Most of it has been aerospace work, but we’ve done some for the automotive industry, too. I’ve also started buying and selling machine tools to help keep us going. Other dealers have been doing that for years, but it’s a new area for me. Our primary function when we started was retrofitting and rebuilding equipment, and that’s still what the majority of our work involves. I believe that I can take older machines, recondition them, put in new controls and add robotics, and I can take your high-volume, tedious jobs and allow you to produce that part for less money every year.
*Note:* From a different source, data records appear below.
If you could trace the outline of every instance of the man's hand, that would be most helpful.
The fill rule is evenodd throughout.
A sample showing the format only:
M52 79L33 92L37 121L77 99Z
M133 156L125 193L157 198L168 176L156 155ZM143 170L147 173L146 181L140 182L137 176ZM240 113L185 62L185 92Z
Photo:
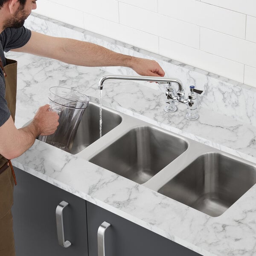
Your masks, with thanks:
M157 61L140 58L132 57L130 67L141 76L163 76L164 71Z
M59 123L59 116L54 111L49 111L48 104L39 108L34 117L32 123L38 130L39 135L49 135L56 131Z
M33 31L26 44L12 50L80 66L128 67L141 76L164 76L164 71L155 61L118 53L92 43L53 37Z

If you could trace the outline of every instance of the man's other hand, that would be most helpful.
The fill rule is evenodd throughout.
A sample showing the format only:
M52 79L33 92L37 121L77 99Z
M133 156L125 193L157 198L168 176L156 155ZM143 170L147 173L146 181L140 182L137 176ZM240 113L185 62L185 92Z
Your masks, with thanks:
M33 122L41 135L49 135L56 131L59 125L59 116L54 111L49 111L50 105L47 104L39 108L36 113Z
M133 57L130 67L141 76L163 76L165 73L155 61Z

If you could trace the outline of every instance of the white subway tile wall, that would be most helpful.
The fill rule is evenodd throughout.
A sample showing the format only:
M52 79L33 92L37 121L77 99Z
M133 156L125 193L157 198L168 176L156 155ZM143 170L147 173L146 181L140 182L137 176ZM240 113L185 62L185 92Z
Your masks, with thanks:
M35 13L256 87L256 0L40 0Z

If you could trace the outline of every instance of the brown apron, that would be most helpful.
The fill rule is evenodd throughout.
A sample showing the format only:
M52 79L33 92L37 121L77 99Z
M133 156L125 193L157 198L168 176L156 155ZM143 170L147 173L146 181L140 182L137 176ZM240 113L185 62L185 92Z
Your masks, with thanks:
M3 67L0 58L0 67L3 70L5 77L6 95L8 108L13 119L15 119L16 110L16 98L17 84L17 62L14 60L6 59L6 65ZM10 167L14 179L15 184L17 184L15 174L10 160L6 159L0 154L0 174L8 168Z

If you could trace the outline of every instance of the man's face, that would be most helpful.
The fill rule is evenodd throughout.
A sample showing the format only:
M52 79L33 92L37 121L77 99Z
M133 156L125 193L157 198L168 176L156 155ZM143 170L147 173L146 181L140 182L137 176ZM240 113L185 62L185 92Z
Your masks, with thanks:
M32 10L36 8L36 1L27 0L24 6L20 4L19 8L11 18L6 20L4 29L13 28L18 29L22 27L26 19L29 17Z

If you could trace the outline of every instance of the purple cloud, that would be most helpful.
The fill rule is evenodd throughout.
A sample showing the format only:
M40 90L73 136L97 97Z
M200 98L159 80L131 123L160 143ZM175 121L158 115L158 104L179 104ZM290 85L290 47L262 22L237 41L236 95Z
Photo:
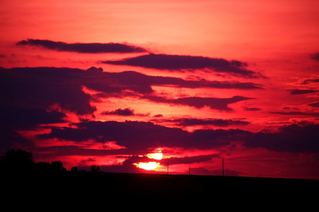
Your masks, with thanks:
M145 116L148 116L149 114L140 114L140 113L138 113L135 114L134 112L134 110L132 110L130 108L125 108L125 109L116 109L116 110L113 110L113 111L104 111L101 113L102 114L105 114L105 115L110 115L110 114L113 114L113 115L118 115L118 116L124 116L124 117L130 117L130 116L140 116L140 117L145 117Z
M307 93L315 93L318 92L318 90L291 90L290 93L291 95L299 95L299 94L307 94Z
M217 126L228 126L230 125L247 125L249 122L233 119L154 119L157 122L175 122L179 126L213 125Z
M145 49L121 43L66 43L48 40L28 39L16 43L18 46L35 46L59 52L79 53L133 53L145 52Z
M259 73L246 69L247 64L240 61L228 61L224 59L198 56L149 54L122 60L103 61L101 62L114 65L127 65L178 71L208 69L210 71L229 73L241 77L264 77Z
M204 106L208 106L211 109L225 111L233 110L228 107L229 104L253 99L251 98L237 95L230 98L189 97L178 99L167 99L163 97L145 95L142 98L156 102L168 103L177 105L188 105L190 107L195 107L198 109L202 108Z

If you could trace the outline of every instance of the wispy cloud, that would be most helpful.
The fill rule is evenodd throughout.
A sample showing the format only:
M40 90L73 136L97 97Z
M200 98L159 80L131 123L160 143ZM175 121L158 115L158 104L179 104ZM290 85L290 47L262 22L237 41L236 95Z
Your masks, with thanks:
M78 53L133 53L145 52L145 49L121 43L67 43L49 40L28 39L16 43L18 46L35 46L59 52L75 52Z
M292 90L290 91L291 95L307 94L311 93L318 92L318 90L304 89L304 90Z
M207 106L211 107L211 109L220 111L232 111L233 110L228 107L229 104L253 99L251 98L246 98L238 95L229 98L189 97L177 99L168 99L160 96L145 95L144 97L142 97L141 98L147 99L156 102L162 102L177 105L187 105L190 107L195 107L196 108L198 109L202 108L204 106Z
M247 125L250 122L235 119L194 119L194 118L180 118L173 119L154 119L154 122L173 122L178 126L198 126L198 125L213 125L217 126L228 126L232 125Z
M261 73L246 69L247 64L237 60L172 54L149 54L121 60L103 61L104 64L128 65L172 71L194 71L202 69L247 78L262 78Z
M101 113L104 115L118 115L118 116L124 116L124 117L130 117L130 116L140 116L140 117L146 117L149 116L150 114L141 114L141 113L135 113L134 110L130 108L125 108L125 109L116 109L115 110L107 110L104 111Z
Plus it doesn’t cost as much to retrain a robot.
What changes have you seen in the industry since going out on your own?
All the jobs being outsourced overseas has really had an impact, and also the fact that companies don’t seem to be investing in training or placing the same value on experience as they once did. One of the most valuable commodities a company has is an experienced workforce, and all the guys who’ve been trained and have learned on the job are retiring now. And companies think it’s easier to hire someone straight out of school and pay them less instead of paying someone with experience what they’re worth. I’m not saying that these new hires aren’t intelligent, but a degree in management or an MBA isn’t the same thing as years of experience on the manufacturing floor. It used to be that if a guy was aggressive, worked hard, and knew what he was doing, he could spend 12 years in a particular trade and then shift into engineering, or manufacturing, or programming, or planning, or maybe become a supervisor. People were promoted from within, and they had a future. But they don’t do that anymore, and that’s a shame.